If he doesn't like the full cheek pushing on him then why don't you try an egg butt or loose snaffle? He sounds sensitive from what you have said (is he?) so I would go with a double jointed bit. Please use a mild bit! Harsh bits may seem like they "fix" a problem and bring you a step ahead but they really bring you three steps back. 

By a snaffle did you mean single-jointed? A french link is a double jointed snaffle(so is the dr.bristol). If you were to get a double jointed snaffle, you could get a french link snaffle or a different type. Does he not like the nutcracker effect of a single jointed snaffle?


----------



## ArabianAllie (Oct 3, 2010)

He is very sensitive. he doesn't act as if anything hurts him, he is just very responsive. Yes, a regular snaffle. I don't trust myself to use a dr. bristol! I don't like harsh bits. I'm going to try a regular eggbutt snaffle, and maybe a french link, since he is used to the double jointed.


----------



## ArabianAllie (Oct 3, 2010)

what do we think of this bit?

JP Oval Mouth Eggbutt - Jeffers


----------



## SPhorsemanship (Apr 5, 2010)

That would be a very good bit for a sensitive horse. There is no nutcracker action, the bit curves more around the jaw and the bars of the mouth and the cheek pieces are very comfortable. If you wanted something even more mild, then you would go with rubber(but that's hard to find with egg but cheek pieces). I like using metal bits more than rubber bits. They seem to communicate better (*not* by pulling!!!!!). I think rubber bits are good for young, sensitive horses but they don't last as long as metal bits. The bit in this picture has curved bars which is nicer on the horse's mouth too. 
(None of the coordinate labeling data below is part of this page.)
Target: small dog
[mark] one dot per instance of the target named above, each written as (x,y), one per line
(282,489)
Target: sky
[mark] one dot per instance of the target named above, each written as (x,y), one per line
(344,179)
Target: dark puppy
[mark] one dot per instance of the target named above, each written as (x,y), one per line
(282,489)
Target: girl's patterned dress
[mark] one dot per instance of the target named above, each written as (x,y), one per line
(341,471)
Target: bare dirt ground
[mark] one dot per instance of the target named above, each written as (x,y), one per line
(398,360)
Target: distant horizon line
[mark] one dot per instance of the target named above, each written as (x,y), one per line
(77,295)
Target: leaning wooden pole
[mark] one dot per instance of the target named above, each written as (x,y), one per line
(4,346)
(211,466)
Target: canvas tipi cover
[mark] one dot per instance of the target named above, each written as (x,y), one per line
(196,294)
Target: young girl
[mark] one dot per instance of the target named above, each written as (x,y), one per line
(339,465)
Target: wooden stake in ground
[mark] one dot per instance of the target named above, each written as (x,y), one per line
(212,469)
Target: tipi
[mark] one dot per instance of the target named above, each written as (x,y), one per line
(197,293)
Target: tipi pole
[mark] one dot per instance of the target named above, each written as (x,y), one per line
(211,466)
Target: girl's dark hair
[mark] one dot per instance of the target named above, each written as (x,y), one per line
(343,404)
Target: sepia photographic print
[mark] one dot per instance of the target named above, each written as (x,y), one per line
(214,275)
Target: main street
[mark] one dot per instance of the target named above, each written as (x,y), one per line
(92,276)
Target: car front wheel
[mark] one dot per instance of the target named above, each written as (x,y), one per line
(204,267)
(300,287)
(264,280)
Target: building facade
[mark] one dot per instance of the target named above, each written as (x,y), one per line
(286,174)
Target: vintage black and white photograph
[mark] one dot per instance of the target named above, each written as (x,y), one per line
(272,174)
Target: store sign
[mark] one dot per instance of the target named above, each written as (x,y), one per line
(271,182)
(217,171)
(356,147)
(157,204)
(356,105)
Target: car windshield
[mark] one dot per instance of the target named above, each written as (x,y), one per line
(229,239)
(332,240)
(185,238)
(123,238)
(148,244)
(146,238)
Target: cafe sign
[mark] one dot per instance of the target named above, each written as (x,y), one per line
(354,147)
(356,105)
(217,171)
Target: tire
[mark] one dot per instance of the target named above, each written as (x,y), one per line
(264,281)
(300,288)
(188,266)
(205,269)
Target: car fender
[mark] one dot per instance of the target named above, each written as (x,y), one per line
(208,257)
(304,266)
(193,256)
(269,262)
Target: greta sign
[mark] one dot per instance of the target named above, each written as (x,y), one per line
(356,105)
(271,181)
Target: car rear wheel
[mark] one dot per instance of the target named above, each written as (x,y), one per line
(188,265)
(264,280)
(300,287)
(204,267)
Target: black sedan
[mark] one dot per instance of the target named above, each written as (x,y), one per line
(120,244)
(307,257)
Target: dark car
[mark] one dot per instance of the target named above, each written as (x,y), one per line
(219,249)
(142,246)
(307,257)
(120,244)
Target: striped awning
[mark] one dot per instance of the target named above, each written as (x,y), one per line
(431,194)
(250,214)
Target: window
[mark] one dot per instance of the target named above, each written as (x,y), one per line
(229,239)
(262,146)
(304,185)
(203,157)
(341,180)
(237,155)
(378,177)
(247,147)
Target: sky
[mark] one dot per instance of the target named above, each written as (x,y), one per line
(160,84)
Nutcracker action doesn't really pinch the horses mouth like it says in the description because the bars of the mouth keep the bit too wide to pinch the tongue.Pinching only occurs, usually with a straight bar bit, between the tongue and the bar of the mouth. What happens with nutcracker action is where the bit is jointed, when it bends, it hits the horse's palette(which is sensitive). When riders yank a horse's mouth around and see-saw their mouth then it hurts the bars, the tongue, the teeth(if they pull hard and fast) and with single jointed bits it really hurts the palette. From the way you said your horse reacted to a single jointed bit, I think a double jointed bit would be better. The one in the link would be perfect.


----------



## barrelracer892 (Apr 3, 2010)

I use that same exact bit on my horse. He absolutely loves it and I can communicate with him really well. Plus, it was very affordable.


----------



## Northern (Mar 26, 2010)

The JP bit has excellent features, but remember to see whether or not your horse likes it. Some horses want copper, e.g., & this bit has none.


----------



## ArabianAllie (Oct 3, 2010)

He has never had copper until the other day when he acted like my full cheek copper snaffle was the worst thing ever.
_Posted via Mobile Device_


----------



## Northern (Mar 26, 2010)

You need to know whether it was the full-cheek feature or the copper that he disliked.


----------



## ArabianAllie (Oct 3, 2010)

welp... I think it was the full cheek. and he had never used copper before. he has had an eggbutt dr. bristol before.


----------



## Northern (Mar 26, 2010)

Well, one has to find out _for sure_ which bit the horse prefers. Perhaps someone'd lend you a copper-inlaid bit to try on him.


----------



## ArabianAllie (Oct 3, 2010)

I don't understand why you want me to try a copper bit on him? He was fine in his plain eggbutt Dr. Bristol when I rode him at his previous home. He was not fine with a full cheek copper snaffle. Every time I touched the reins he got upset. I don't think that was the coppers fault. My previous horse loved the full cheek copper bit so that is what I had in my bridle and figured I would try it out on my new horse. The copper may make my new horse accept a different bit better, but some horses just hate copper, I don't know whether it was the copper or full cheek, but the way he acted it seemed to be the full cheek when it touched him. So I'm not going to get a copper bit at all. That's not what he is used to. I think I am going to try the Oval mouth, and if he likes it, great if not, maybe the next one will have copper on it. I will report back with results. I'm so glad that I did pick out a bit that many seem to like. We will see if Cash, my new horse, likes it or not. This is his picture. not very good because it was taken with my phone :-(.... but he is cute.


----------



## barrelracer892 (Apr 3, 2010)

He's a cutie! I have the 5 1/2 inch mouthpiece on my appendix. Fits him very well. Most horses do just fine in stainless steel, so I wouldn't worry about the copper.


----------



## ArabianAllie (Oct 3, 2010)

yeah. I'm going to put my old bit in today it's a 5. I didn't see anything wrong with it size wise, but I was thinking last night Ibetter make sure before I order. how do I know exactly if it fits? Usually I can just kind of tell.... too tight to much room. ect. but is there a "rule of thumb" so to speak?


----------



## barrelracer892 (Apr 3, 2010)

What you can do if you're not sure is get a string and put it in his mouth at the adjustment you would have the bit at. Mark it on both ends with a marker and measure it. That'll tell you what size he needs.


----------



## Alwaysbehind (Jul 10, 2009)

I am betting it is the single jointed bit that is more of a problem than the full cheek part of the bit.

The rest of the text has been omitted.